By Deborah I. Hollander, Esq.

The Small Business Reorganization Act of 2019 (“SBRA”) is the most extensive reform to the Bankruptcy Code since 2005.   It added a new Subchapter V to the Bankruptcy Code, to allow small businesses to reorganize without completely going out of business.

Reorganization under the protection of the bankruptcy gives the debtor a “financial breathing spell” from most creditor collection efforts. This protection allows a business to continue its operations while formulating a plan of reorganization to repay its creditors. Up until February of this year, a business could only reorganize under Chapter 11, a complex process which most small businesses could not afford, which small businesses rarely successfully completed and which provided little protection for the entrepreneur who founded and continues to run the business.

Chapter 11 now has a newly created Subchapter V which makes it possible for business owners to keep their ownership interests without having to pay senior creditors in full or provide new value.   Within 60 days of filing, the court will schedule a substantive status conference to help chart the course for the debtor.  The debtor’s plan is due within 90 days of the date of filing.

What size and type of businesses qualify?

To qualify as a small business debtor, the debtor must be a person or entity engaged in commercial or business activity with aggregate secured and unsecured debts of $2,725,625.00.   Businesses which make public offerings and corporations which are part of larger corporate entities regulated by the Securities and Exchange Commission are not eligible. Nor is “single asset real estate,” owners, business whose income comes from operating a single piece of real estate eligible.

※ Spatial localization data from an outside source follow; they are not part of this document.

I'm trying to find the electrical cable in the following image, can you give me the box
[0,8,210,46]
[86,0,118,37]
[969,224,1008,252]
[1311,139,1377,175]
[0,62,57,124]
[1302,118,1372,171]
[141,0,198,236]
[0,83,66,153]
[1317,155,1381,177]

Reduced Costs under Subchapter V

There are cost savings built into the new Subchapter V, as opposed to a regular Chapter 11.  The debtor is not requirement to pay United States Trustee (“UST”) quarterly fees. There are no appointments of a committee of unsecured creditors. There is no requirement for a disclosure statement to accompany the debtor’s plan of reorganization.  The period of Reorganization is limited to a five year period.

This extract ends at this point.